An 11-year-old boy hacked into a model of Florida’s state election website and changed the voting results in just minutes over the weekend.
The successful hack happened during a hacking competition held at DEFCON over the weekend, according to the event’s organizers.
The annual hacking event hosted a competition where 39 kids between the ages 6 and 17 raced to hack replicas of the Secretary of State websites in six swing states.
“The quickest exploit was done by an 11 year old in 10 minutes,” the organizers announced in a tweet.
The boy, who has been identified as Emmett Brewer, successfully hacked the replicated Florida voting site.
{mosads}He wasn’t the only one.
Most of the children — 35 out of 39 — completed an exploit.
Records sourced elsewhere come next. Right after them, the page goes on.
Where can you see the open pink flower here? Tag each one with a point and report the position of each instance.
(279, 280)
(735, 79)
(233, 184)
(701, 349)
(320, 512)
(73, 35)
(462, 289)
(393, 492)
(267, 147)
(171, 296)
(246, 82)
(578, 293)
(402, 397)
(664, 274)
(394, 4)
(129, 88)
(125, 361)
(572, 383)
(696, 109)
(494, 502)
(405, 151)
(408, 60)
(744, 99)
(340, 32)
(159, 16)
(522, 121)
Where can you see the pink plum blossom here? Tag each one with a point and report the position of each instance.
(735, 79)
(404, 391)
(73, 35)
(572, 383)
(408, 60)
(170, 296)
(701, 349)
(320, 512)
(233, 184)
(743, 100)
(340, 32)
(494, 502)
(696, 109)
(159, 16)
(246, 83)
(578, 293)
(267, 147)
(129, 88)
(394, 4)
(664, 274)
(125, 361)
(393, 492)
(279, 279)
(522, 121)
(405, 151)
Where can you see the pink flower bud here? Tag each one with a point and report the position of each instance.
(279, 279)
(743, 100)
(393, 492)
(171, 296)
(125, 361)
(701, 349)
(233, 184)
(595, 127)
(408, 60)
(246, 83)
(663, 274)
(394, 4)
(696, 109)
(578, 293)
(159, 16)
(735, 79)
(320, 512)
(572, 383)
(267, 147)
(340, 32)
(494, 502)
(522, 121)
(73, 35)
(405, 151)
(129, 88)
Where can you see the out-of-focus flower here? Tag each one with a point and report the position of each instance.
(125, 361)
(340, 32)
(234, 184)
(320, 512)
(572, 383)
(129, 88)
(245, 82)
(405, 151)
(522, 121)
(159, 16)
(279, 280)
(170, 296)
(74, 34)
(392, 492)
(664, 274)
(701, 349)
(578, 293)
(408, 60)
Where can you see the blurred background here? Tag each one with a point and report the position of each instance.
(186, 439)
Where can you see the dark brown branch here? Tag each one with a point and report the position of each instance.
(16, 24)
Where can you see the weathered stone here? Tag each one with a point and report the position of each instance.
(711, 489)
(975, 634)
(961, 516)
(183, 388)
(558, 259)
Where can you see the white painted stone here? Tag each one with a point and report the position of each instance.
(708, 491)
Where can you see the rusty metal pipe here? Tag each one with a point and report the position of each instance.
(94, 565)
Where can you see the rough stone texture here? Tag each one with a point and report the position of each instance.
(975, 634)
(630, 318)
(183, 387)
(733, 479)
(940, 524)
“Kids tampered with vote tallies, party names, candidate names, etc; total vote counts were changed to numbers like 12 billion and candidate names were changed to things like ‘Bob Da Builder’ or ‘Richard Nixon’s Head,'” the organizers noted in tweets, announcing the results.
The competition began after the kids received a walkthrough of how to perform an SQL injection, a code injection technique that is used to attack data-based applications.
The stunning feat happens amid heightened concerns about the security of election systems.
The convention, which draws hackers from all around, has previously featured an event called the Voting Village where adult hackers similarly competed to exploit voting systems.
This year, they decided to extend the competition to younger hackers, which was organized in part by r00tz Asylum, a non-profit that teaches kids how to hack.
Nico Sell, co-founder r00tz Asylum, told PBS on Sunday that an 11-year-old girl also managed to complete an exploit on the same mock Florida website in approximately 15 minutes, and then tripled the number of votes there.
“These are very accurate replicas of all of the sites,” Sell told the news outlet.
“These things should not be easy enough for an 8-year-old kid to hack within 30 minutes, it’s negligent for us as a society.”
Some election groups, however, sought to downplay the hacks. They argued these hacking competitions are not realistic replicas.
“Our main concern with the approach taken by DEFCON is that it utilizes a pseudo environment which in no way replicates state election systems, networks or physical security,” the National Association of Secretaries of State (NASS) said in a statement, pointing to the Voting Machine Hacking Village events.
“Providing conference attendees with unlimited physical access to voting machines, most of which are no longer in use, does not replicate accurate physical and cyber protections established by state and local governments before and on Election Day,” the press releases adds.
This sort of mock election is “unrealistic,” NASS argued.
“It would be extremely difficult to replicate these systems since many states utilize unique networks and custom-built databases with new and updated security protocols.”